1. 先週のおさらい
ドル円は155円台後半で推移し、米金融政策イベントをややハト派寄りで通過しました。株式市場は底堅い一方、為替市場では米利下げ観測の強弱が日々揺れる展開となりました。市場の関心は米国から日欧の金融政策へ移りつつあり、年末要因も相まって短期の回転売買が増えています。
2. 今週の流動性とフローに注意
今週は日銀・ECB・BOEを含む主要中銀イベントが集中する「政策ウィーク」です。米国では経済指標ラッシュとなり、CPIや雇用統計の結果が年末相場の方向性を左右します。クリスマスが近づき、市場参加者は減少しつつあり、値動きは出やすいものの継続性は乏しい傾向です。
3. 今週の主なイベント
今週は日銀(19日)、ECB(18日)、BOE(18日)が最大の注目ポイントです。米国では雇用統計、小売売上高、PMI速報、CPIと、12月FOMC前の最終チェックとなる重要指標が集中しています。日銀では金融政策そのものより、植田総裁会見のトーンが円相場に影響しやすい構図です。
4. 注目ポイント別 戦略まとめ
【USD/JPY】
上方向は米指標が総じて強い場合や日銀が現状維持でハト派寄りの会見となる場合です。下方向は日銀が正常化に前向きな姿勢を示したり、米CPIが弱い場合に意識されます。155〜156円は神経質なゾーンであり、イベント後の方向確認が必須です。
【EUR/USD】
ECBがタカ派ならユーロ買い、ハト派ならドル優勢の展開です。PMIとの組み合わせでボラティリティが拡大しやすいため注意が必要です。
【XAUUSD(ゴールド)】
米CPIが弱ければ買い戻しが入りやすく、強ければ調整が優勢となります。年末の利益確定売りにも注意が必要です。
【株式(米中心)】
金融政策イベントを無難に通過すれば底堅さが続きますが、金利再上昇には脆さが残ります。
5. 主要イベント一覧
12/15(月):日銀短観(Q4)、カナダCPI、米指標は小粒。
12/16(火):英雇用統計、欧州・英PMI速報、米雇用統計(11月+10月事業所調査)、米小売売上高、米PMI速報。
12/17(水):英CPI、米指標は小粒。
12/18(木):BOE金融政策、ECB金融政策+会見、米新規失業保険、米CPI。

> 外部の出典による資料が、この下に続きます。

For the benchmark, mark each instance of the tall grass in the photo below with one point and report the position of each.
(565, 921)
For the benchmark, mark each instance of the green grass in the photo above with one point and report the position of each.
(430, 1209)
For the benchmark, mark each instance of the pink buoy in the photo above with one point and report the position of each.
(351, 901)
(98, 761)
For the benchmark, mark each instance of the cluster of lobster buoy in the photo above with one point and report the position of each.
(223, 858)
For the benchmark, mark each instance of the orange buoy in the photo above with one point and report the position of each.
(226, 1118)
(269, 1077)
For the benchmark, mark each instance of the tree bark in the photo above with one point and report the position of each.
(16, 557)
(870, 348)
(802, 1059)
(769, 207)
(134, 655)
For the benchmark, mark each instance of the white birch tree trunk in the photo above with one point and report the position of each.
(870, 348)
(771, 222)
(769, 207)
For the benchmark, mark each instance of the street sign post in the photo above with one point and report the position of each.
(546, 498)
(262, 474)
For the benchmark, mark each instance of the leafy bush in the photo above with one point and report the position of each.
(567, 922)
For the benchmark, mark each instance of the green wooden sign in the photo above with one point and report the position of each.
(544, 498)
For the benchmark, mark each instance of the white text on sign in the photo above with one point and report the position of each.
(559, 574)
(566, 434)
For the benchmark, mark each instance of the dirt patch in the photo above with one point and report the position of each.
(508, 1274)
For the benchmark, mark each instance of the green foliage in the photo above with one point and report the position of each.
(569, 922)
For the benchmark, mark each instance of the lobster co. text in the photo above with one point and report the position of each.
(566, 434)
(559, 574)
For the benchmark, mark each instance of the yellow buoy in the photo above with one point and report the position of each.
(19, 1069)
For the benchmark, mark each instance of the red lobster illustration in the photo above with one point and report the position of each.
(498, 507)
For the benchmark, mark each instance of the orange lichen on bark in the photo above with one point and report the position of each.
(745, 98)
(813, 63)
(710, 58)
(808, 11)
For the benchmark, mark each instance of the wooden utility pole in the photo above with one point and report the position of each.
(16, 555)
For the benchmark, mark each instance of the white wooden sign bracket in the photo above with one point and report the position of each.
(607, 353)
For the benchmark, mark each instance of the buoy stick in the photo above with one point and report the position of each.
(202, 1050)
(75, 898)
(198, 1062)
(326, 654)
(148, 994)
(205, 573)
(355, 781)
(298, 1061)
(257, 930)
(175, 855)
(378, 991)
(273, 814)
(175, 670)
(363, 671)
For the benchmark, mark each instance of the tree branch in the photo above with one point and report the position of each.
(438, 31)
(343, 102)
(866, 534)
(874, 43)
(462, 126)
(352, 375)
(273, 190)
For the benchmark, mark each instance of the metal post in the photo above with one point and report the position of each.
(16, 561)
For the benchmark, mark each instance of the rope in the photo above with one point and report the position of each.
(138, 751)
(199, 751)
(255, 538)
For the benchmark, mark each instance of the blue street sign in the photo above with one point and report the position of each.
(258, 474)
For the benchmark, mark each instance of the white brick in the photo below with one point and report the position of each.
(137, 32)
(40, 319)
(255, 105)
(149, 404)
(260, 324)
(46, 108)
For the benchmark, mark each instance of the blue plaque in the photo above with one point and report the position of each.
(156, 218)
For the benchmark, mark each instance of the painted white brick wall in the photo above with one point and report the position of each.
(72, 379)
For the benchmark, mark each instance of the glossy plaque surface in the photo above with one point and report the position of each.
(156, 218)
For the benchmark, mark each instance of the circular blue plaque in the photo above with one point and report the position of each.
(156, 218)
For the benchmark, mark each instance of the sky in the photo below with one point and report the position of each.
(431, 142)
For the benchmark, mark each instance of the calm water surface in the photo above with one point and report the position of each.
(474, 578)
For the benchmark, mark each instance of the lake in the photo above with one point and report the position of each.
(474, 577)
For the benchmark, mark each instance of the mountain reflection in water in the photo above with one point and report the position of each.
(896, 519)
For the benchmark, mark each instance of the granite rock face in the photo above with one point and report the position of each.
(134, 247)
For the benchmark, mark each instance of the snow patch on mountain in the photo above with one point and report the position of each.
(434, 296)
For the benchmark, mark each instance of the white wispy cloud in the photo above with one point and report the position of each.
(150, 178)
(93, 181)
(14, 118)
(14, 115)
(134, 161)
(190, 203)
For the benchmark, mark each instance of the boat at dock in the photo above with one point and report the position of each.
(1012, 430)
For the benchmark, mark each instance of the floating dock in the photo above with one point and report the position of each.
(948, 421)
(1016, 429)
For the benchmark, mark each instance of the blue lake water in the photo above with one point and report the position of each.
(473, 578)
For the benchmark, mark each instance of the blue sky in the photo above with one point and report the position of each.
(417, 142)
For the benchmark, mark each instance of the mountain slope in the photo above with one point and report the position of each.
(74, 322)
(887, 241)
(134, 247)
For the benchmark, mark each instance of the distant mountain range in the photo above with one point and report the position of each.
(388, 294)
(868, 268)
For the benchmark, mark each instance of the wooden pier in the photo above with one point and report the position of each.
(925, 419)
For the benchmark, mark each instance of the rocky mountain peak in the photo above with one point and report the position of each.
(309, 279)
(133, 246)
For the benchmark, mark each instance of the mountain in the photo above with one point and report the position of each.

12/19(金):全国CPI、日銀金融政策+植田総裁会見、米指標は小粒。
6. 今週の結論
今週は主要中銀イベントが密集しており、相場が一方向へ走りやすい反面、急反転も多くなりやすい期間です。特に日銀会合と植田総裁会見が円相場の決定打になりやすく、ドル円は155〜156円を中心に方向を探る展開となります。年末特有の薄商いも重なり、慎重なポジション管理が求められます。
7. 学びポイント:年末相場の特徴
クリスマス前後の相場は参加者が減少し、値動きは出ても継続しづらいのが特徴です。短期での利益確定が増えるため、トレンドフォローよりも「無理をしない」「取らない日を作る」という姿勢が、年末に資金を守るために重要です。